Weaver has thrived by offering a homemade touch to his wings in a region dominated by wing chains. He will offer some of his chicken creations at next weekend’s National Buffalo Wing Festival and will be one of at least two out-of-town entries with roots in the Buffalo-Niagara region.

A 1971 Kenmore West High School graduate, Weaver went South in 1978 when his company, Gold Bond, took its operations and about 350 employees to Charlotte. He quickly longed for a taste of home, though.

“When I got down here, it was a bit of a culture shock moving South and also being away from certain standards you’re used to,” said Weaver, who cited wings, fish fries and beef on weck. “I noticed pretty quick that the Charlotte fare didn’t include anything that we were used to.”

Follow-up research indicated that Charlotte residents had yet to see chicken wings in their home market, so Weaver opened a restaurant in 1980, Standing Room Only, that featured wings. Business was good enough for him to open up a second eatery, the Township Grill, seven years later.

“We got a really good push with our wings,” he said.

Around the same time, Buffalo natives Chris Tisack and Sally Mayhew noticed a similar shortage while they earned their wings at Dover Air Force Base in Delaware. Wanting to have a touch of home near them, they opened Wings to Go opposite the base in 1985, quickly exceeding demand as seaside crowds rushed to get a taste.

“They started with four or five Fry Daddys in a little shack,” said Russ Clarke, the wing chain’s director of marketing, from the corporation’s offices in Severna Park, Md.

Business expanded to five locations by 1988, with franchising ensuing a year later. Tisack and Mayhew sold the business in the early 1990s to corporate interests, which have since expanded the Wings to Go name to about 80 locations nationwide. But the Western New York taste hasn’t been lost.

“The sauce on the wings is the same original sauce that was originated at the beginning,” Clarke said.

Indeed, the rise in popularity of wings has altered the industry, Weaver said. His restaurant is one of few eateries that offer wings in Charlotte that aren’t corporate entities.

“Wings became international. They’re just ubiquitous,” he said. “In Buffalo, mom and pop (eateries) still prevail, while down here it’s chains. We have (Buffalo) Wild Wings, Wing Zone, Wing Stop. They get the biggest business here.”

The numbers seem to back up Weaver’s statements. Of the 21 participating restaurants listed on the festival website, 15 are from outside Western New York (and eight of those are franchises).

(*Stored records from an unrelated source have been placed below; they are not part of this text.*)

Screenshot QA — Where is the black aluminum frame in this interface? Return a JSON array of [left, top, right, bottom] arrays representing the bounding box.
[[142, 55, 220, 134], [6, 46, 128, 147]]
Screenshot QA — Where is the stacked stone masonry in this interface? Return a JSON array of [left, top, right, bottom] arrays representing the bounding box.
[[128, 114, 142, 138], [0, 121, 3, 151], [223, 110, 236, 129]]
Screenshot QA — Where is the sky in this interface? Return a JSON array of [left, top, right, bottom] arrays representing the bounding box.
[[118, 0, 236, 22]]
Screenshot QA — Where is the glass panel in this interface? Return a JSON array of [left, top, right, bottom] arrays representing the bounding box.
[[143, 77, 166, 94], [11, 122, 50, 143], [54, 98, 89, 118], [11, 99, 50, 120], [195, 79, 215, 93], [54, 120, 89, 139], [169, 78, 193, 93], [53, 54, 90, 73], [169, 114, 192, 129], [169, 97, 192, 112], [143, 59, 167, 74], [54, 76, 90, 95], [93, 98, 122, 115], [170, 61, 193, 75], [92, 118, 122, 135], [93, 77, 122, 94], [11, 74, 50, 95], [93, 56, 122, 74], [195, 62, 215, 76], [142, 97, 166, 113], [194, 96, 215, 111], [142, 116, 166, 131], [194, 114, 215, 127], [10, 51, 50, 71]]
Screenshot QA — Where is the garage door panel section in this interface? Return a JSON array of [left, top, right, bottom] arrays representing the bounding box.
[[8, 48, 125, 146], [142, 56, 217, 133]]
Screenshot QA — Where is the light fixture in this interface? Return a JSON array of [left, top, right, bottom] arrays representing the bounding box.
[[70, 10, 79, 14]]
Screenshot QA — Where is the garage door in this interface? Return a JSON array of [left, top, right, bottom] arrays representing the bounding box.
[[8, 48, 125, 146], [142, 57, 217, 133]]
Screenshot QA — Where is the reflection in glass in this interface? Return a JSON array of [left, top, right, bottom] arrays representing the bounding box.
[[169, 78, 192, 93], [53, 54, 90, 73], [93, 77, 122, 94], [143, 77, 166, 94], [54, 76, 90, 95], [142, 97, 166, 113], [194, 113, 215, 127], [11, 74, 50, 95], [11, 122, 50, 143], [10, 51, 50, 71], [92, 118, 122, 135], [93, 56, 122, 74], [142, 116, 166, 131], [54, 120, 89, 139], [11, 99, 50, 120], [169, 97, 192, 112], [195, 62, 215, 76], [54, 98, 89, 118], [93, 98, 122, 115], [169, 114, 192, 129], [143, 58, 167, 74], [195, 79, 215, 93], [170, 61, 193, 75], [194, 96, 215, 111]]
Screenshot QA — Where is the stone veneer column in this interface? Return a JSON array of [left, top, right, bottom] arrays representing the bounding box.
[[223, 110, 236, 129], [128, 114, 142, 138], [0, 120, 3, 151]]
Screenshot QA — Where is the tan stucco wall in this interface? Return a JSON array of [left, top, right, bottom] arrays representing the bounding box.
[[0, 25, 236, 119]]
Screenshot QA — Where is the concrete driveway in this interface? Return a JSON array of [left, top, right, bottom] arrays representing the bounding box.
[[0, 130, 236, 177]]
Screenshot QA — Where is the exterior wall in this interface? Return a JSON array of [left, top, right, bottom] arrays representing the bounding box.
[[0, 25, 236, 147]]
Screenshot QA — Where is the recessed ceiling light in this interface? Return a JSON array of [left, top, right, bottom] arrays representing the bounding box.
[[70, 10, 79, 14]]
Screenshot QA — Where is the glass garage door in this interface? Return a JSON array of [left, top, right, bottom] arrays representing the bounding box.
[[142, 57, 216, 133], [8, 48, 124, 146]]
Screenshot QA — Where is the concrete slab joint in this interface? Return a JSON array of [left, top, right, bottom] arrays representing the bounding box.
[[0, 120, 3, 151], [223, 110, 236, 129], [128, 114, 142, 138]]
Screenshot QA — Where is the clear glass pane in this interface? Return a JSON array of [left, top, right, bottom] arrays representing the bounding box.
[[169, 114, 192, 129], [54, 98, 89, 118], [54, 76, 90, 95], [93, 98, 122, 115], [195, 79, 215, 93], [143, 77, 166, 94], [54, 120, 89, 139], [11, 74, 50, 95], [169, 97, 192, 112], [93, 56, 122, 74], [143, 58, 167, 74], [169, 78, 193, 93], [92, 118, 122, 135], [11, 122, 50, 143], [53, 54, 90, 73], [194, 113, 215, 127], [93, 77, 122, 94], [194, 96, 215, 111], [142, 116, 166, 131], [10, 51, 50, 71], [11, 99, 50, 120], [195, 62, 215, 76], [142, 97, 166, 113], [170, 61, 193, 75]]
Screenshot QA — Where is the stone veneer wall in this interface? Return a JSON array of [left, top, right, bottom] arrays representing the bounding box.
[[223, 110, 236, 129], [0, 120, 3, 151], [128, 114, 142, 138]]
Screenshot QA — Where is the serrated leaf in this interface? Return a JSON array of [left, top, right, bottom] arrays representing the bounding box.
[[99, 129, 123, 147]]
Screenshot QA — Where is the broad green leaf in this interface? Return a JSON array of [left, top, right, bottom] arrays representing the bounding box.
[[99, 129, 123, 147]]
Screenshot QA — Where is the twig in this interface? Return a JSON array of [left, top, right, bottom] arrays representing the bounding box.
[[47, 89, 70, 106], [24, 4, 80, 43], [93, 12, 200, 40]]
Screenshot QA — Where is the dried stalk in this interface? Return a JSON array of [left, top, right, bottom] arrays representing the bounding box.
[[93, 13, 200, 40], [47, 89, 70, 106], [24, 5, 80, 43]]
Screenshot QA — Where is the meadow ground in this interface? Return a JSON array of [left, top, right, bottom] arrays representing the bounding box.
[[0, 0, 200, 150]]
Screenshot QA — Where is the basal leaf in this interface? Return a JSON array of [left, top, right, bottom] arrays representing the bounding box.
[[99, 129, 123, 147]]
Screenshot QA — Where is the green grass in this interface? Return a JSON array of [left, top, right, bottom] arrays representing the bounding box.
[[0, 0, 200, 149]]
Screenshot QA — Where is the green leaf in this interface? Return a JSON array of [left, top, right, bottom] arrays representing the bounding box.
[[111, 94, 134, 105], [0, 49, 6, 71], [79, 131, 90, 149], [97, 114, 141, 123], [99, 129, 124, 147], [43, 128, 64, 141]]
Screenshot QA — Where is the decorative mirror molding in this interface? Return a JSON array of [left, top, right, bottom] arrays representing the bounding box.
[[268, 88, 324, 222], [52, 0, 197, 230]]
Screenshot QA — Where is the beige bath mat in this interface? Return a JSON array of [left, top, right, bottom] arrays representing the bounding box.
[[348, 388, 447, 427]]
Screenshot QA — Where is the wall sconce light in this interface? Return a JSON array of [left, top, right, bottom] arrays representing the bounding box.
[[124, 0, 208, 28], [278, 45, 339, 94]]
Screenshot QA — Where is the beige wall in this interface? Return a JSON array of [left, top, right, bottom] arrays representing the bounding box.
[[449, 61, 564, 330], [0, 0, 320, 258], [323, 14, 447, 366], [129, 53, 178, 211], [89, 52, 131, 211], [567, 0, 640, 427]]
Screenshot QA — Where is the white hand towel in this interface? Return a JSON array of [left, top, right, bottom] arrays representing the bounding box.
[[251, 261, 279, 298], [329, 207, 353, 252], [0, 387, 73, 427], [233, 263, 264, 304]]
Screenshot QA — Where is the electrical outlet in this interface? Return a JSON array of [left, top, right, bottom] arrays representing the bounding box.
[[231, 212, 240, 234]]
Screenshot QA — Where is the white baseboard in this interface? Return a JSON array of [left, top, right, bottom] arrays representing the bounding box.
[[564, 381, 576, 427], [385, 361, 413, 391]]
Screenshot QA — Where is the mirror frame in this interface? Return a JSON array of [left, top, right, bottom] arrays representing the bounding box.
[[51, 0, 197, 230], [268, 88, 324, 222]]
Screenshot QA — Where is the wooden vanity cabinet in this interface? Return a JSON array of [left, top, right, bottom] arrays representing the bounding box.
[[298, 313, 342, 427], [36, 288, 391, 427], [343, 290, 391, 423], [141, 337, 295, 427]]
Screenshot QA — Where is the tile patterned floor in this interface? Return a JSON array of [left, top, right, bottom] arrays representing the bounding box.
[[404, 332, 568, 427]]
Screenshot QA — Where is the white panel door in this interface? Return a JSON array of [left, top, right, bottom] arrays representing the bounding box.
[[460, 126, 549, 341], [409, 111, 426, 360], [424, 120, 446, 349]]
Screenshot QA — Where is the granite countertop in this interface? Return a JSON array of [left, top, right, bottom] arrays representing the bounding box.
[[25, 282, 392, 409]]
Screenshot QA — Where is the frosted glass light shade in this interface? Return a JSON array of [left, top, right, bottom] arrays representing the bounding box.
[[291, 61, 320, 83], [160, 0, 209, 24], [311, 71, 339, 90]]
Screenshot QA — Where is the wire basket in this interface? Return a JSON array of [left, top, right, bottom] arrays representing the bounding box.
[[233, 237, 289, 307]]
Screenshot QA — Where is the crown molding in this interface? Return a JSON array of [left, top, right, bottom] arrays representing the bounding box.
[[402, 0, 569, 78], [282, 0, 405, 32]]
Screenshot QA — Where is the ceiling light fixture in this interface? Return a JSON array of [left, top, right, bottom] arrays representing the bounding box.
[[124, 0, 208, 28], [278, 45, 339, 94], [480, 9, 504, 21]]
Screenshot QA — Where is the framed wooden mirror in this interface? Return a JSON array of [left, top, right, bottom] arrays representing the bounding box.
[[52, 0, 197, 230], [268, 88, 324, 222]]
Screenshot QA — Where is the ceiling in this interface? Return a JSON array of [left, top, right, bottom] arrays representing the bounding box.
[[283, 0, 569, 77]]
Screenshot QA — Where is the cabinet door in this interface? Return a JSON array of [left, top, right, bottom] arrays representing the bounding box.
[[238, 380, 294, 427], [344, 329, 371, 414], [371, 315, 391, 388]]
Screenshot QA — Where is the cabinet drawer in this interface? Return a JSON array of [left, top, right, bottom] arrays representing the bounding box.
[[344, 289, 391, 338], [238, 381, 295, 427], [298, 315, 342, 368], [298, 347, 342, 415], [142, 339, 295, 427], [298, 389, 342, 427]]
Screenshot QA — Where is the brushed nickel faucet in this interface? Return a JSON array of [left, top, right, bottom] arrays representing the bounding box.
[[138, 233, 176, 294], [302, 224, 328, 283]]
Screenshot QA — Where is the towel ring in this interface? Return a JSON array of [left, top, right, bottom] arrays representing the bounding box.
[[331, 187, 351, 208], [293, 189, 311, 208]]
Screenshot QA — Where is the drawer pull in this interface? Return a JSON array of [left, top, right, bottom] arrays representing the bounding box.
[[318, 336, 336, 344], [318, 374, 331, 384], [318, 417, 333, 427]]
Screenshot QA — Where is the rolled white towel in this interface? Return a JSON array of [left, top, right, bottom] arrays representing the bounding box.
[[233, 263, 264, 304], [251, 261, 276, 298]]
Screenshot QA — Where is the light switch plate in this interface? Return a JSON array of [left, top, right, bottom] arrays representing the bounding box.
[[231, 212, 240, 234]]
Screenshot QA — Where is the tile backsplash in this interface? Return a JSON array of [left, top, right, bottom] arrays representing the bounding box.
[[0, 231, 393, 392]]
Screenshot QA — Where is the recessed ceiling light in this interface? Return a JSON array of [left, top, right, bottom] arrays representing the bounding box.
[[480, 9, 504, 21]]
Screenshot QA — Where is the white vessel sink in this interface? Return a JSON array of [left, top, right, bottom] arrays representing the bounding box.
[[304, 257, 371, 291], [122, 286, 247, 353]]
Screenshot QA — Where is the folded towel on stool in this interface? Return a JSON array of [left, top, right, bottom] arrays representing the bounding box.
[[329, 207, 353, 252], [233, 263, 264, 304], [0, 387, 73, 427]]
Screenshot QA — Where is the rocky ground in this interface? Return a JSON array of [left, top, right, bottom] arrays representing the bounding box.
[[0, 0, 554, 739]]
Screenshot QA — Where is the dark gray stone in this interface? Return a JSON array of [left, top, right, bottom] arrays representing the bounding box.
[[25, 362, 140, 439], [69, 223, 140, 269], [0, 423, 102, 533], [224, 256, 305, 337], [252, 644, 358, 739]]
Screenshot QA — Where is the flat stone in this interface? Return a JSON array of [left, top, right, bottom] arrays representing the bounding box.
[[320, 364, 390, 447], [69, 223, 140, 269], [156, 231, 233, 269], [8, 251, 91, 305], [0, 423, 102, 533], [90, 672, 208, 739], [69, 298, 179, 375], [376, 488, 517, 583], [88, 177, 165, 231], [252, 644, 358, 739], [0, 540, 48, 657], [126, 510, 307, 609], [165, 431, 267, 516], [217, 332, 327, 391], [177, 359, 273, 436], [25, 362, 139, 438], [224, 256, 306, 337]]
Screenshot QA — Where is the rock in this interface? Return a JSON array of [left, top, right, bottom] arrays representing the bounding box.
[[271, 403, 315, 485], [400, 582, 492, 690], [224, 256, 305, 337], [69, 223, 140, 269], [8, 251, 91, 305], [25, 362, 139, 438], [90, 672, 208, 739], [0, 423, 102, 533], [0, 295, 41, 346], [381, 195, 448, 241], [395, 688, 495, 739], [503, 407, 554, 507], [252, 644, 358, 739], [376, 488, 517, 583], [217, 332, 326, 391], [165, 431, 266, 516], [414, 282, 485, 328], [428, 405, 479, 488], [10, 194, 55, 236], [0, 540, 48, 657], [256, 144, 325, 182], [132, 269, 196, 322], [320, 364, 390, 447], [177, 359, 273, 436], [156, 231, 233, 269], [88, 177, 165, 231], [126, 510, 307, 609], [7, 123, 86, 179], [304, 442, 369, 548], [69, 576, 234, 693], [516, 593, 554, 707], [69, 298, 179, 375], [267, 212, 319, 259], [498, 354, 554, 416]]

As Weaver and Clarke both noted, the actual wing doesn’t vary much from eatery to eatery, so the sauce is the real draw. Wings to Go won second place in last year’s “Creative Barbecue” category at the wing fest, and Clarke said the company will enter that category once again next weekend. Executives will also make sure to have enough of the company’s Golden Garlic Sauce this time.

“We were a little bit underprepared for the demand last year,” said Clarke, who said the sauce sold out well before the festival’s conclusion.

Weaver has also paid close attention to his sauce offerings, albeit reluctantly. He left the restaurant business to do private catering consulting for a decade before getting laid off from that job due to the poor economy. Wanting to get back in the game, he opened Lebowski’s with his daughters, Jessica Walbourne and Amelia Weaver, last year.

Lebowski’s will bring with it a Huli Huli sauce that is to be entered in the festival’s “Creative Spicy” category and a Carolina Gold Rush sauce, a mustard-based barbecue blend.

“I like mild, medium hot. I never really went into all the flavors. I was more of a purist,” Weaver said. “But the market kind of demands it a little bit.”

Another draw: Weaver’s cook is also a former Western New Yorker.

“We can say that we’ve got wings made by Buffalo guys here,” he said. “No one else can.”

In addition to offering Western New York food, Weaver’s eatery acts as a Bills Backers location during football season (meaning that all Bills games are shown there). He’s seen plenty of expats like himself over the years in Charlotte, most of whom wish they had the same chance he does to return, even if just for a couple days.

“We do have a lot of Buffalonians down here, but none of them will ever say that they don’t miss Buffalo,” he said.